LaPlant provides food for workers during the harvest. They can go into her cottage to change into dry clothes, warm up and sit down to eat. The cottage is rustic, primitive and very cozy, especially for a building that has no indoor plumbing. The lights and heat are fueled by propane. It’s small enough for the heat generated by the propane lights to keep her warm on a chilly evening. Although the bog is located close to a busy highway, the area is isolated. Tracks left by a wandering moose show how large he is. “One night I could hear him walking up to the cottage. It was during the rut and I thought I wasn’t having any of that right outside so I hit the panic button on the truck and scared him away.” LaPlant has a sharp wit and sense of humor.

“It was  a lot of work getting this done. Natural springs fill the pond. We got the permit to use the water I need from the Department of Environmental Protection. It’s piped in there,” LaPlant said as she pointed to the area where water is controlled at the edge of the bog. “There are 160 sprinkler heads in the five acres. I water them when it doesn’t rain enough. A lot of people think cranberries grow in the water. Let’s get that straight now. They don’t grow in water. They’re watered like a crop and flooded when it’s time to harvest. When there’s going to be a frost I have to run the sprinklers to protect the berries and vines.”

“I use light chemicals. It’s not organic. If I had neighbors I’d have to notify them when I chemigate but since I don’t have neighbors that’s not a problem. I use chemicals for weeds and insects three times a year. I use them lightly, that’s why I still have some tall grass in places.

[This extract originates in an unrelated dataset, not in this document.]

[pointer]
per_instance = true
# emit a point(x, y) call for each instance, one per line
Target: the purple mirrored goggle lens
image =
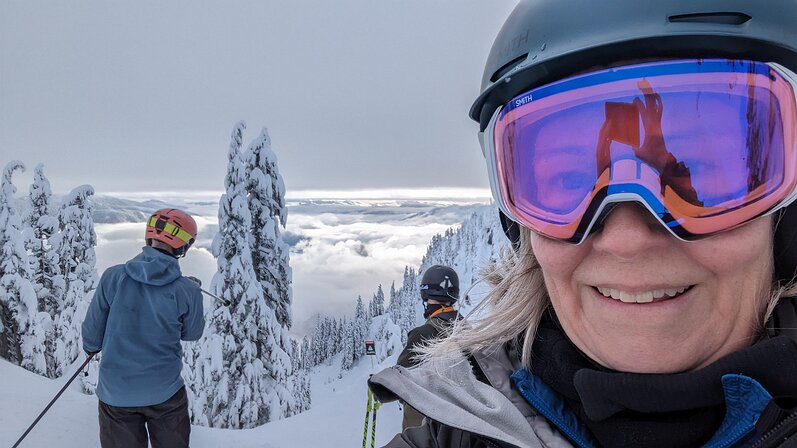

My family eats these and I live and work in here so I’m careful.” Both concern for and pride in her product are evident in her voice. “I walk up and down the bog with 25 pounds of fertilizer in a hand-cranked spreader.” Her left arm holds an imaginary spreader while her right arm cranks its handle. Wyman’s buys these cranberries and tests them to be sure they’re safe before using them. LaPlant has been the top producer several years for farms in her size range.

“It used to be that the cranberries were all put together and used. Now they separate them and test them. That’s good. I want my name on my cranberries,” said LaPlant. “I’m proud of what I grow.”

Cranberries need to be pollinated so bees are brought in. “It’s good timing,” she explained. “The blueberries are pollinated before the cranberries. Wyman’s brings in bees for me and then when they’re all done the beekeeper comes to get them.”

LaPlant has the largest bog in the area. Other growers have larger total acreage but smaller bogs. One acre on the far end of the rectangular bog isn’t producing well. “It needs some work before spring. In the spring I’ll prune the vines and transplant them down there.” She grows the Stevens variety which she purchased from Wisconsin. They’re larger than other berries commonly grown in Maine.

Sue Dall explained parts of the water reel as she refilled the hydraulic oil. It’s a simple three-wheeled machine used to knock the cranberries off the vines. “The hydraulic system runs on vegetable oil. If there’s a leak during harvesting the berries are safe. It smells like french fries some times. We have to pull the plants out of the reel. She has some grass in here. One year we harvested in a hurricane. There were white caps and the wind blew us sideways.”

The bog is topped off with water when reeling is complete. The second part of harvest is spent gathering the cranberries. A leaf blower is used to blow them off the edge of the pond. Someone in the water rakes the cranberries away from the edge. The boom is put together, board by board, and maneuvered through the water to move the berries to one end of the bog. “This is the part of harvesting that people think of,” said LaPlant. “This is the part you see the most.”

On the final day, Wyman’s comes to get the cranberries. “They suck them up into a truck. The water goes out one way and the plants we missed go another and the cranberries are left in the truck.”

When the harvest is finished LaPlant spends time cleaning up and getting the bog ready for winter. It’s the last few days of peace and quiet in her cottage until spring comes.

Cranberries float to the end as they're harvested, pushed by the breeze

Cranberries float to the end as they’re harvested, pushed by the breeze.